E a Goldman Sachs previu que os data centers representariam 8% do consumo de energia dos EUA em 2030, algo que hoje corresponde a apenas 3%.
“É um aumento potencialmente astronômico na carga”, avaliou Ben Inskeep, diretor do programa da Citizens Action Coalition, um grupo de vigilância do consumidor sediado em Indiana que monitora os impactos energéticos dos data centers.
Recentemente, a Microsoft, a Google, a Amazon e Meta anunciaram planos para construir novos data centers em Indiana, o que, segundo Inskeep, sobrecarregá a rede.
“Não temos energia suficiente para satisfazer as demandas projetadas dos data centers nos próximos cinco a dez anos”, disse. “Seria necessário um grande aumento na construção de recursos adicionais.”
Os gigantes da tecnologia estão lutando para controlar seu consumo de energia. Há uma década, essas mesmas quatro empresas têm estado na vanguarda dos esforços corporativos para abraçar a sustentabilidade.
Mas em poucos meses, as demandas energéticas da IA complicaram essa narrativa. As emissões da Google no ano passado aumentaram em 50% em relação a 2019, principalmente devido aos data centers e à expansão da IA. As emissões da Microsoft também saltaram pelas mesmas razões, um aumento de 29% no ano passado em relação a 2020. E as da Meta cresceram 66% de 2021 para 2023.
Em comunicados, a Google e a Microsoft afirmaram que a IA será fundamental para resolver a crise climática, e que estão trabalhando para reduzir suas pegadas de carbono e aumentar o uso de energia limpa na rede elétrica. A Amazon fez referência a um comunicado em que detalhou seus esforços de sustentabilidade.

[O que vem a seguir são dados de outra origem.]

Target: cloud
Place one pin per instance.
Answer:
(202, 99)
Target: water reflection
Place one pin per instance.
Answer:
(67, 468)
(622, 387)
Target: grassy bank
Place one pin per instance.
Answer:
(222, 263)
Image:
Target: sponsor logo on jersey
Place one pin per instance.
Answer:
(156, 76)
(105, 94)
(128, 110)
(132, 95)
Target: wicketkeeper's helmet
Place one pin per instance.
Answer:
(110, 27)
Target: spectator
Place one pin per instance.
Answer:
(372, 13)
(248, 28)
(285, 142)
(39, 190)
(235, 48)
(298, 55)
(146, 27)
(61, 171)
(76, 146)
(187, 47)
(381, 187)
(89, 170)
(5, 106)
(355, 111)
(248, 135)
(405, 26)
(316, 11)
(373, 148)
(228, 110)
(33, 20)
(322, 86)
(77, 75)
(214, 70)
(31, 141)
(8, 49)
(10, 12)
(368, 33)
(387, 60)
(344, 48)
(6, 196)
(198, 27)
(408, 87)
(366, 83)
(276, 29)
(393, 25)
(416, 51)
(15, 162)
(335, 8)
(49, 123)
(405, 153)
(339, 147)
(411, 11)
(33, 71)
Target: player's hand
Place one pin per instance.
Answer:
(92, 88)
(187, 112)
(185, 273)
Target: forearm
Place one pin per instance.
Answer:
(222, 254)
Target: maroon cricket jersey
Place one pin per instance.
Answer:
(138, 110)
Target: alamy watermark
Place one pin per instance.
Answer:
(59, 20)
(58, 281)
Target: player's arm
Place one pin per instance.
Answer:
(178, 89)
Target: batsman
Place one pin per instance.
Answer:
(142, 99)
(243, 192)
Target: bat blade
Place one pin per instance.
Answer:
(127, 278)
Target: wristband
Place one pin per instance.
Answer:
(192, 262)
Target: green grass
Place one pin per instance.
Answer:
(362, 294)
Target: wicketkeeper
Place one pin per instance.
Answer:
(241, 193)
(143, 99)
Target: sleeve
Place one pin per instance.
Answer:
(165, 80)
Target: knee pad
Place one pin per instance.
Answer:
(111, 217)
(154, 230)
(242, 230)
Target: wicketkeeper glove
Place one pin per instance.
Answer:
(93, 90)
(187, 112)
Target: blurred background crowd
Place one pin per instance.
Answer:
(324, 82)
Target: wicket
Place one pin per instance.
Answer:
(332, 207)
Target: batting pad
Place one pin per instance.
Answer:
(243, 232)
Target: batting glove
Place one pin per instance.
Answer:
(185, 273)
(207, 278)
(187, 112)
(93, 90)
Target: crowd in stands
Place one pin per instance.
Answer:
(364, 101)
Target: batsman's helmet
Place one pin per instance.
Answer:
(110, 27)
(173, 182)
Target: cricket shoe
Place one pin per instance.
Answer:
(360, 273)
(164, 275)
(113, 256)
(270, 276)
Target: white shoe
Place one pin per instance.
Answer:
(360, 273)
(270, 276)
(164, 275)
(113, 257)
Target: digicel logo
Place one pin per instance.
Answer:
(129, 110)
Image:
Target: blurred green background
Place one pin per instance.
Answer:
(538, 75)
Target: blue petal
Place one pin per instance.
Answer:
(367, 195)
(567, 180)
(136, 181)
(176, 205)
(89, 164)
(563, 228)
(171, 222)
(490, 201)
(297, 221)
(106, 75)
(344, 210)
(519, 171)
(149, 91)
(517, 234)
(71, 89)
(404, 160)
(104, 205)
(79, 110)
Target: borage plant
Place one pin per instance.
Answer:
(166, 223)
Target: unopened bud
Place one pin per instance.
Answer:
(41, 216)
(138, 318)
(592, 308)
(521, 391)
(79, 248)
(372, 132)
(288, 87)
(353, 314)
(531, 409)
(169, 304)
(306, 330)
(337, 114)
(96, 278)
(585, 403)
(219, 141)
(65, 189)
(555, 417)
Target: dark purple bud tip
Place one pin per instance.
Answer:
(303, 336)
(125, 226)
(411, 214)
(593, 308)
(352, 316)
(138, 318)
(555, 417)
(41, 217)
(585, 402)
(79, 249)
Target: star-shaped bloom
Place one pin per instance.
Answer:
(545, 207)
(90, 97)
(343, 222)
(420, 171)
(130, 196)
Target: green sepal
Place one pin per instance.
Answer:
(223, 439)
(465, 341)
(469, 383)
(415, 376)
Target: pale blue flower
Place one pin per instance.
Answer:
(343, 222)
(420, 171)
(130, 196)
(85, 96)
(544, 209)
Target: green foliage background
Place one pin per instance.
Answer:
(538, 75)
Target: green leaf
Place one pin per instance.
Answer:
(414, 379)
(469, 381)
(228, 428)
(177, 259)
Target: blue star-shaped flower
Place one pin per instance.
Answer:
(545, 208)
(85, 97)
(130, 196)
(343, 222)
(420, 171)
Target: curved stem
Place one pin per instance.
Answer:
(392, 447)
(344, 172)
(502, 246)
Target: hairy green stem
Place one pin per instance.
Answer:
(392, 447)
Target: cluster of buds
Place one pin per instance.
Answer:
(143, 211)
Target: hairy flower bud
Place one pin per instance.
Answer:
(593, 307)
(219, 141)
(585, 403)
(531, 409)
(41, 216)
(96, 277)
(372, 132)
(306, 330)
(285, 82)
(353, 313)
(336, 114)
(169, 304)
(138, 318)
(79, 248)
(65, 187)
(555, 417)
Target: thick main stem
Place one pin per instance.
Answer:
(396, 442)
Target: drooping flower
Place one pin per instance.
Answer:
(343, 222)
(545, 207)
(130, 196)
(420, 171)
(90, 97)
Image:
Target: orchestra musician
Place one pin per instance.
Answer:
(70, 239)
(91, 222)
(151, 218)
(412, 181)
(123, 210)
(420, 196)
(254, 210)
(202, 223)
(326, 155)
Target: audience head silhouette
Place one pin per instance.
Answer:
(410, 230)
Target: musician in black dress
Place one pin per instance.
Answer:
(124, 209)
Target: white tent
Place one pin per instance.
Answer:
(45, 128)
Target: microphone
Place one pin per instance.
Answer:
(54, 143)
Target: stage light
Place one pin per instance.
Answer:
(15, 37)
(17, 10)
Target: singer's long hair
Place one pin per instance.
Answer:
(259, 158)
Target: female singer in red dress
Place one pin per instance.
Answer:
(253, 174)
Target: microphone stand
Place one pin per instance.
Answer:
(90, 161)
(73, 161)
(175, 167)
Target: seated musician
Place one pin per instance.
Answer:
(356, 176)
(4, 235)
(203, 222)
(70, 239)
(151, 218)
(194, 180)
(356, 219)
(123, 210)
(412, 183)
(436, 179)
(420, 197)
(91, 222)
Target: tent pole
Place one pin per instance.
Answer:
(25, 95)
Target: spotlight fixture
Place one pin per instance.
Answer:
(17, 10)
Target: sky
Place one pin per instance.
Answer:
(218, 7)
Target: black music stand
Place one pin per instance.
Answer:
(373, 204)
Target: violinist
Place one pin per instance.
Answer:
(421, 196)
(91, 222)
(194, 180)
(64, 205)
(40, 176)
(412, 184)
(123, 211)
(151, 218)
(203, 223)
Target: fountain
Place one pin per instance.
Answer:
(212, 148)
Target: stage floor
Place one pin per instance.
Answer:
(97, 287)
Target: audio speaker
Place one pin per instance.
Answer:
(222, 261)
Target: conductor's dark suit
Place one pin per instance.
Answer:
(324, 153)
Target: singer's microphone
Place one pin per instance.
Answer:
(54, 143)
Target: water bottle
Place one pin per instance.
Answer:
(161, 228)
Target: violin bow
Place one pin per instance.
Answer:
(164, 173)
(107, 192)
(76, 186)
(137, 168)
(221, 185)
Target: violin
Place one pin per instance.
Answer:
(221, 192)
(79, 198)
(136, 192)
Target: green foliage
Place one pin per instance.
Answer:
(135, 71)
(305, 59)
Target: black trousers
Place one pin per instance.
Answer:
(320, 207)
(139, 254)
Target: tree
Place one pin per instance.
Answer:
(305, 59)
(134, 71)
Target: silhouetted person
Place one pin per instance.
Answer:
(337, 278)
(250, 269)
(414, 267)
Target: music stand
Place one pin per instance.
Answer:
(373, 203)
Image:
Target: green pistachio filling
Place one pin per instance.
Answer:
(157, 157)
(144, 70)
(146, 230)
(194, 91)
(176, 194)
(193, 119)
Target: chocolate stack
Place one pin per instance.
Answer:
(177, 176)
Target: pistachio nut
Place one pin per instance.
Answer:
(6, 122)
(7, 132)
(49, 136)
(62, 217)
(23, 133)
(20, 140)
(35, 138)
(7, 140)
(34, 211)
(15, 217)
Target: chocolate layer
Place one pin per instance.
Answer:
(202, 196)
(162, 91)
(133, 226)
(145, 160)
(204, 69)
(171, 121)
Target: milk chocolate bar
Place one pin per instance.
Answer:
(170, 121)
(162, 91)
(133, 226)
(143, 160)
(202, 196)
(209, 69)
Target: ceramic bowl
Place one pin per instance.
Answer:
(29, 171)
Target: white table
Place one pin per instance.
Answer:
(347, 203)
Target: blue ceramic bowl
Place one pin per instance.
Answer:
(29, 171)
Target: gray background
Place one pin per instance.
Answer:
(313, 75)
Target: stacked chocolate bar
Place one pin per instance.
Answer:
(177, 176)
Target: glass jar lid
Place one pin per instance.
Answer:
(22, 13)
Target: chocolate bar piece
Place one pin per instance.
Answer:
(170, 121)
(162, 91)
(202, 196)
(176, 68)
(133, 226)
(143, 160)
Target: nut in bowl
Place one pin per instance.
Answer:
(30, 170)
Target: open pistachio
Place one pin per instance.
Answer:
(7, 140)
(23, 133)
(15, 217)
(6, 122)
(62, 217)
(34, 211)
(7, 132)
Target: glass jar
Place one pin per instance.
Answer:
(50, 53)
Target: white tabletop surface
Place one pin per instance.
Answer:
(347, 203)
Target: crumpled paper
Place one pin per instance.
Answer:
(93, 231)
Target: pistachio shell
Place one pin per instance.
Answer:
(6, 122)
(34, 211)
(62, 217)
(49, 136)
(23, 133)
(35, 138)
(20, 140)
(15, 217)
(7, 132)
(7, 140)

Existem duas maneiras pelas quais as empresas de tecnologia podem atender à demanda: sobrecarregar a rede elétrica existente ou construir novas centrais elétricas. Cada uma dessas opções apresenta os seus próprios desafios.
Na Virgínia Ocidental, centrais elétricas a carvão que haviam sido programadas para desativação estão sendo mantidas em operação para satisfazer as necessidades energéticas de novos data centers na fronteira da Virgínia.
E por todo o país, empresas estão construindo novas infraestruturas de gás natural para apoiar as operações dos data centers. A Goldman Sachs prevê que “o aumento incremental no consumo de energia dos centros de dados nos EUA exigirá cerca de 3,3 bilhões de metros cúbicos adicionais de gás natural por dia até 2030, o que demandará a construção de nova capacidade de gasodutos”.
As exigências energéticas da IA só estão ficando mais intensas. Segundo relatos, a Microsoft e a OpenAI planejam construir um data center de US$ 100 bilhões. Relatórios iniciais indicam que ele pode consumir 5 gigawatts de energia, o equivalente à geração de cerca de cinco reatores nucleares.
E, à medida que as empresas constroem mais data centers, muitos dos chips que são fundamentais para a revolução da IA estão consumindo cada vez mais energia. A Nvidia, líder em chips de IA, apresentou recentemente novos produtos que consumirão exponencialmente mais energia da rede.
O boom da IA está gerando grandes lucros para algumas empresas. E ainda pode proporcionar avanços que ajudem a reduzir as emissões. Mas, pelo menos por enquanto, os data centers estão fazendo mais mal do que bem para o clima.
“Isso definitivamente é muito preocupante em um momento em que estamos tentando fazer a transição da nossa rede atual para a energia renovável”, disse Inskeep. “Acrescentar uma enorme carga nova em cima disso representa uma grave ameaça a essa transição.”